In this case, Smith et al. have taken the CVS logs from the Gaim, Wine , Arla , and MPlayer projects, plotted how their complexity evolved over time, then tried to tweak a model of developer-agents until the virtual project’s complexity had the same shape as the real ones. They hope to use this to causal relationships between module fitness, complexity and other factors. You will have to make your own decision as to whether they succeeded.

For example, here’s the rate of growth of the four projects, relative to their current size:
3a.jpg

They also make charts counting the number of highly complex functions, defined by having a score of more than 15 on the McCabe index.

4b.jpg

And the “Complexity Control”, or how well the program is factored, of each of the 4 projects:

5ab.jpg 5cd.jpg

and finally, the Distribution of how many changes have been made to modules in a project. We would expect to see a small number of modules that get changed many times such as libraries and a large number of modules that receive only a few touches (ie., a long-tailed distribution). That is just what they give us:

6.jpg

Model
The authors decided to try running simulated developers on a simulated generic project using the NetLogo package. Each developer is an agent and is centered on a module. Each module stores two numbers: its complexity and its fitness. At any time, a developer is doing one of four things:

  • Creating a new module If the developer is on an unfilled requirement, it makes an new module.
  • Refactoring If the complexity of the module is too high, the agent refactors it. This reduces the complexity by a random amount.
  • Developing If the module is not being refactored, the agent will develop it. This increase the complexity and fitness by random amounts (I laughed out loud when I read that development increases fitness by a random amount, how appropriate).
  • Leaving Each developer has a boredom threshold. If the fitness of the module is too high, the developer will get bored and leave because the module is “too good” for further interesting work.

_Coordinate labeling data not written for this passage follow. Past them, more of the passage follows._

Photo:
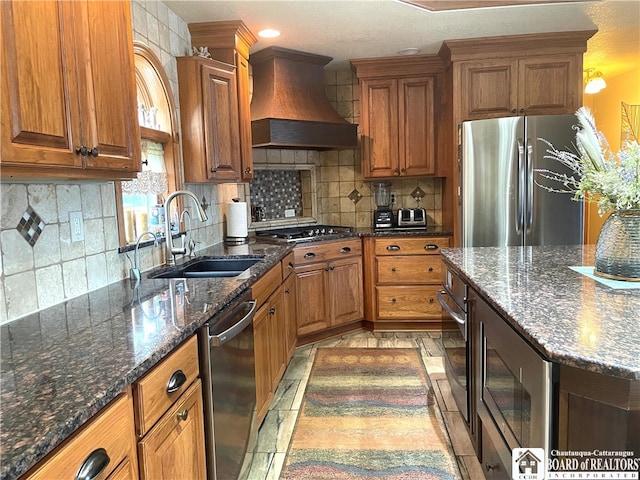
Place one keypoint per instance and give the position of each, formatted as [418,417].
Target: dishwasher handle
[221,338]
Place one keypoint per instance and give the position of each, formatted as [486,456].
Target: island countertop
[569,317]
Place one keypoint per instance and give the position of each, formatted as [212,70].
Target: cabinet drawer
[323,251]
[266,285]
[411,302]
[402,269]
[159,388]
[410,246]
[288,264]
[112,429]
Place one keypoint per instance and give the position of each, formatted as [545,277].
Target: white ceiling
[346,29]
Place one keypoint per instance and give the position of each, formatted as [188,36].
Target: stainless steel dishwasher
[227,366]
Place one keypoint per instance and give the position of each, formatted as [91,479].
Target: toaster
[412,217]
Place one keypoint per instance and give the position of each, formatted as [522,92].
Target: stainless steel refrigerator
[501,204]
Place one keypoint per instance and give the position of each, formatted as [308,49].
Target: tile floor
[278,425]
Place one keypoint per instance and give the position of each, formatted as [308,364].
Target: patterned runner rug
[369,414]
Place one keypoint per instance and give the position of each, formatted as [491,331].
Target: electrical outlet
[77,226]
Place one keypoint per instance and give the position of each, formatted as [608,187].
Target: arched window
[139,202]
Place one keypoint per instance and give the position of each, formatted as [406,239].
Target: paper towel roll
[237,220]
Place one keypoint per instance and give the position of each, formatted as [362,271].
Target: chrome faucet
[171,250]
[134,273]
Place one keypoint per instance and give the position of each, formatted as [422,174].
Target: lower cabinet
[273,343]
[170,417]
[328,285]
[174,447]
[402,279]
[103,448]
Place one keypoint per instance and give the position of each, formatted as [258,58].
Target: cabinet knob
[183,415]
[176,381]
[93,465]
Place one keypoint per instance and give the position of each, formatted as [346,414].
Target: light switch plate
[77,226]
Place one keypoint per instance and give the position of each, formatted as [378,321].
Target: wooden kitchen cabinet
[68,91]
[209,118]
[230,42]
[402,279]
[170,417]
[108,439]
[271,331]
[328,285]
[398,100]
[502,87]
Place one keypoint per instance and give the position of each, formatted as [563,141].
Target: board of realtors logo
[527,464]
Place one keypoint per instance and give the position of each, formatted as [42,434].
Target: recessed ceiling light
[268,33]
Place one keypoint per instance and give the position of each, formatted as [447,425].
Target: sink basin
[209,267]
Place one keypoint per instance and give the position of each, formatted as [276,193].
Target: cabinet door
[220,103]
[277,337]
[261,331]
[347,302]
[244,112]
[107,96]
[311,295]
[546,85]
[40,122]
[379,117]
[290,314]
[488,88]
[174,447]
[416,129]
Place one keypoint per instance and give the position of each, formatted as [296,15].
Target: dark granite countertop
[571,318]
[61,365]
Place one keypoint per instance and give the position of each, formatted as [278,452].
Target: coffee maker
[383,215]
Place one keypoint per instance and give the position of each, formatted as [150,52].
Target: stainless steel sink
[208,267]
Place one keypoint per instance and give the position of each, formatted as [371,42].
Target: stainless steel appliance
[500,201]
[291,234]
[456,343]
[383,214]
[412,217]
[227,365]
[514,394]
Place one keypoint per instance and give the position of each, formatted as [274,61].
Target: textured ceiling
[345,29]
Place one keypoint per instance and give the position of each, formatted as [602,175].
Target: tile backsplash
[55,268]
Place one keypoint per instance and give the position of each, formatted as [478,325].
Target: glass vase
[618,247]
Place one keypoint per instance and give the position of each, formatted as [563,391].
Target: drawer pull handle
[183,415]
[176,381]
[93,465]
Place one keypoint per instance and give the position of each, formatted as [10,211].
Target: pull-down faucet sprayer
[171,250]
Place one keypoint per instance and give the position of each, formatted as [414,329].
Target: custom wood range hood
[289,108]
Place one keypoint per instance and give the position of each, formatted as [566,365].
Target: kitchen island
[552,342]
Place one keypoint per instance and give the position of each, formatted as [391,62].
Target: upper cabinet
[230,42]
[397,108]
[537,74]
[68,91]
[210,125]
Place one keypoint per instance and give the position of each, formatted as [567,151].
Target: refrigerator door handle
[520,194]
[529,208]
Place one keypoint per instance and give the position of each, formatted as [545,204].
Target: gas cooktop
[291,234]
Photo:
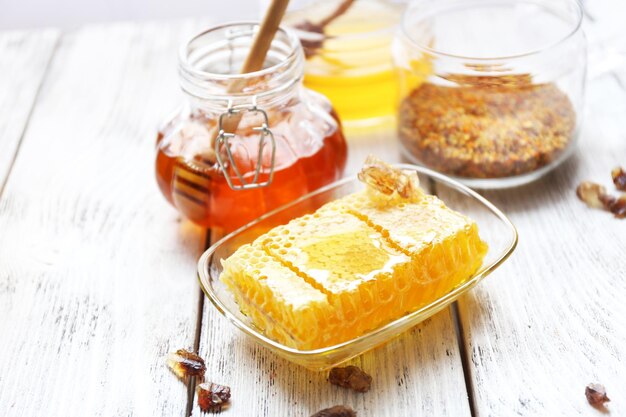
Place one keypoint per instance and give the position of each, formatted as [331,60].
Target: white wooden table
[97,272]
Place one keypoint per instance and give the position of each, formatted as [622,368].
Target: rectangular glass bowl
[494,228]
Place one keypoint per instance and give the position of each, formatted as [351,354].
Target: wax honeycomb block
[354,265]
[444,245]
[280,303]
[363,276]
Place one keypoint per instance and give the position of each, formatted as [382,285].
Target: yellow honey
[354,265]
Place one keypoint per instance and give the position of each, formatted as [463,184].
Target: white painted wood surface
[420,373]
[553,318]
[24,58]
[96,271]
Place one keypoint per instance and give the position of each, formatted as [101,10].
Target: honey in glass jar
[227,158]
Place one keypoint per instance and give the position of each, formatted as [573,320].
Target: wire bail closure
[222,142]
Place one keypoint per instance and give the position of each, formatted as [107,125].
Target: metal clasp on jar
[222,143]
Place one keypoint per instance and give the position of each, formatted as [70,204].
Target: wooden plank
[25,56]
[97,272]
[552,319]
[420,373]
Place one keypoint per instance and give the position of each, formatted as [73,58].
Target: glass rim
[188,67]
[576,27]
[347,36]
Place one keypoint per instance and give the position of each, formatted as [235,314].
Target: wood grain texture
[97,273]
[419,373]
[553,318]
[24,59]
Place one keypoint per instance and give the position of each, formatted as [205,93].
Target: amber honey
[202,194]
[353,66]
[229,157]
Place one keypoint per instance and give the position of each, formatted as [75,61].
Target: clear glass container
[494,228]
[228,157]
[350,60]
[491,91]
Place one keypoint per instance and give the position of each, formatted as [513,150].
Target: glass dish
[495,228]
[500,101]
[350,60]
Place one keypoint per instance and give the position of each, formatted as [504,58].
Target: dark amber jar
[226,158]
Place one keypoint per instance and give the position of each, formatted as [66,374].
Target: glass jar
[349,59]
[491,91]
[228,157]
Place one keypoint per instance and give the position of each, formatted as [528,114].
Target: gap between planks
[42,81]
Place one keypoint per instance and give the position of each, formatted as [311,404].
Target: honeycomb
[352,266]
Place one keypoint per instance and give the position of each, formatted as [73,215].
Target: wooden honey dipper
[191,179]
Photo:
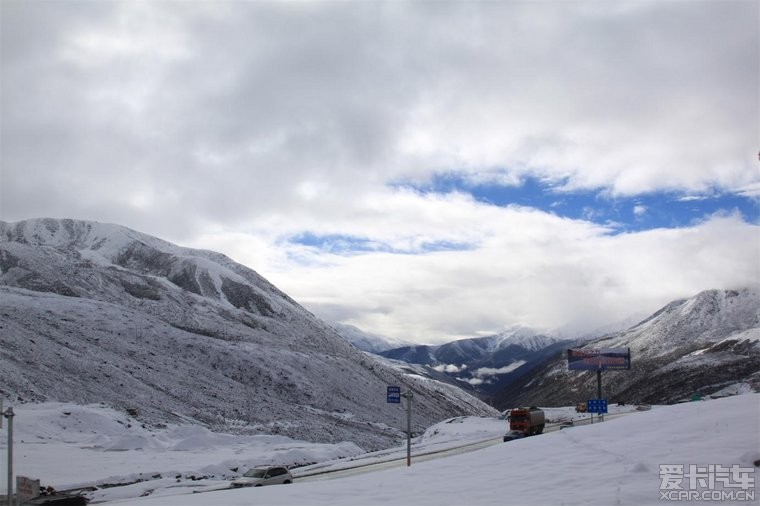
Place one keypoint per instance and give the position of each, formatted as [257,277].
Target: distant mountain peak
[96,312]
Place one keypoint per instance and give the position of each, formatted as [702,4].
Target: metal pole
[598,383]
[408,396]
[9,415]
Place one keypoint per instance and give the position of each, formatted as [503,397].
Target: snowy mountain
[692,346]
[486,363]
[367,341]
[93,312]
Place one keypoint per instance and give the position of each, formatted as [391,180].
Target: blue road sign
[394,395]
[596,405]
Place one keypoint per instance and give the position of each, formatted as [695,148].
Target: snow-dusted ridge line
[175,332]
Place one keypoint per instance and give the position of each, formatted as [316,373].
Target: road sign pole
[599,384]
[408,396]
[9,415]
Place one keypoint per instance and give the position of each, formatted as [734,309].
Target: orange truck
[529,421]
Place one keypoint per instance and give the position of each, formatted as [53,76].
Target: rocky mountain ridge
[93,312]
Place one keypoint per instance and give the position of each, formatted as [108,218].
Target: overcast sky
[427,170]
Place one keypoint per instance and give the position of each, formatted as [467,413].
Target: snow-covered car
[513,434]
[264,475]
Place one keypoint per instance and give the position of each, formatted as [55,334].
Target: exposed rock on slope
[92,312]
[699,345]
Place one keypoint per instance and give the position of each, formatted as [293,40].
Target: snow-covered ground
[615,462]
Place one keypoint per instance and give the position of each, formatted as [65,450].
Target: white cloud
[639,210]
[235,126]
[486,372]
[450,368]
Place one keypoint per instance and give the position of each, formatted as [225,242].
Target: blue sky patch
[623,214]
[348,245]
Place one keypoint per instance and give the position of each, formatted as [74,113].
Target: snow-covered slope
[486,364]
[616,462]
[698,345]
[93,312]
[367,341]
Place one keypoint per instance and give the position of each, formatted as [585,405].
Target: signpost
[408,396]
[9,415]
[27,489]
[598,406]
[394,397]
[598,359]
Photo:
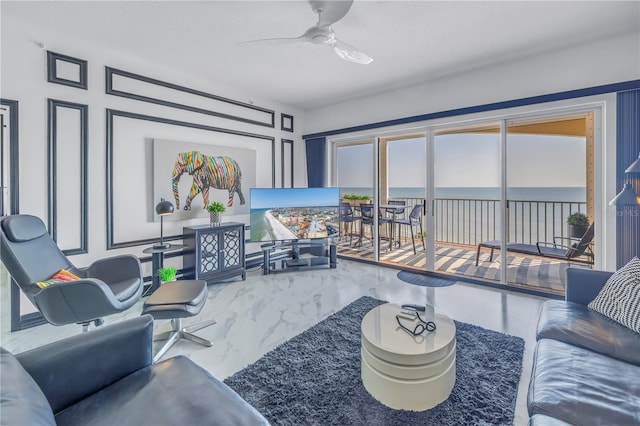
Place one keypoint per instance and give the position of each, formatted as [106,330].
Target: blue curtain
[316,162]
[627,149]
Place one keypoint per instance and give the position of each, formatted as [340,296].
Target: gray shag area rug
[423,280]
[314,378]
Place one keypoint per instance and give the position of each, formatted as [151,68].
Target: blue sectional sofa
[106,377]
[586,368]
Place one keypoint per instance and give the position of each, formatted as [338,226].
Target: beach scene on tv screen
[294,213]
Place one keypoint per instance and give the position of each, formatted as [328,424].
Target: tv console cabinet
[214,253]
[298,255]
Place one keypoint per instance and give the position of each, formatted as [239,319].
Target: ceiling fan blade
[332,10]
[271,41]
[350,53]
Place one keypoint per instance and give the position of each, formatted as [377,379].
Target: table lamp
[163,208]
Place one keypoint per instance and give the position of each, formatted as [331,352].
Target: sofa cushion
[22,402]
[583,387]
[542,420]
[619,299]
[172,392]
[575,324]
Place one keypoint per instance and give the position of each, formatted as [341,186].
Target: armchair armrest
[77,301]
[73,368]
[583,285]
[114,269]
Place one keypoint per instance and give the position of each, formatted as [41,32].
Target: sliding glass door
[549,162]
[402,192]
[495,200]
[354,174]
[467,201]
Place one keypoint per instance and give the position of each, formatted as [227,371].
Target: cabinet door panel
[209,244]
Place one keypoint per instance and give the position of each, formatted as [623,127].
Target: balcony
[461,224]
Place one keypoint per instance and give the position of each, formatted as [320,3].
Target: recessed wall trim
[53,162]
[286,144]
[53,76]
[254,114]
[110,115]
[286,122]
[570,94]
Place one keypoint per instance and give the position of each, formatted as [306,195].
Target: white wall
[24,78]
[604,62]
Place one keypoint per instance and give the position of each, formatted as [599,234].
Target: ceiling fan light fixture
[351,55]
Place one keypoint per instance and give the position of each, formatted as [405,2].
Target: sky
[264,198]
[472,160]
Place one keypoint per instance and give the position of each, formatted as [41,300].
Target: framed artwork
[192,175]
[66,70]
[137,164]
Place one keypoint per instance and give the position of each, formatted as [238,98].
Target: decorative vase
[214,218]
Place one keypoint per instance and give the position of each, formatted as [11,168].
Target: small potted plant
[166,274]
[215,210]
[578,224]
[355,199]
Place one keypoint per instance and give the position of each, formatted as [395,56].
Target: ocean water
[469,216]
[568,194]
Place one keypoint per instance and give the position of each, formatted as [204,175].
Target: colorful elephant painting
[207,172]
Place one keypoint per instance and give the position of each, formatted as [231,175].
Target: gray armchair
[30,255]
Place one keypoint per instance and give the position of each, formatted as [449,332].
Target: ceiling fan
[329,12]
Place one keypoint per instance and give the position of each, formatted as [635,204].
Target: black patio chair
[368,219]
[577,250]
[396,212]
[414,219]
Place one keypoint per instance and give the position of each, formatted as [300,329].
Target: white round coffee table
[404,371]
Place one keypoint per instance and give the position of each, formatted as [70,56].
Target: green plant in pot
[355,199]
[168,273]
[215,210]
[578,224]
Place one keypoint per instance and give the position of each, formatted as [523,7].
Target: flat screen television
[284,214]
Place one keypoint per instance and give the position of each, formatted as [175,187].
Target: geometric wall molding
[67,191]
[286,122]
[146,89]
[286,162]
[111,130]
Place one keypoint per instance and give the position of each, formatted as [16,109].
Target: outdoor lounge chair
[576,250]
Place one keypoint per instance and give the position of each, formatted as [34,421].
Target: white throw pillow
[619,299]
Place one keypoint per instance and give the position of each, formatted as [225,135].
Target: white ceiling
[410,41]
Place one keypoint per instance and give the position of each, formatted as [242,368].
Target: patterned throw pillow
[59,277]
[619,299]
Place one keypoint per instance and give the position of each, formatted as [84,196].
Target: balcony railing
[472,221]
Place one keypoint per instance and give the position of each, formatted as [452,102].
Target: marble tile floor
[256,315]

“Finally, modules have a chance to capture the attention of a developer passing through cyberspace.”

The model sometimes has problems converging to plausible results, but the authors explore 256 combinations of parameters, throw away the bad ones, and choose one of the rest which they are say are roughly similar.

Results
How does the simulation match up? I’ll put the empirical results side-by-side with the simulation results.

Growth Rates
The authors claim success on this one. You’ll recall the actual project growth rates:
3a.jpg
and here is the simulated growth rate:
7a.jpg

Complexity
The simulated result is the lower line in the right graph. The authors claim this line is “very similar to the empirical observations” (both lines in the left graph).
4b.jpg 7b.jpg

Complexity Control
The original pattern for all four projects:
5ab.jpg 5cd.jpg
and simulation which the authors write “is able to reproduce this pattern.”
8a.jpg

Distribution of Changes
Finally, the results for how often modules get changed.
Empirical:
6.jpg
and simulated:
8b.jpg

I’m not sure about you, but I consider the question still open.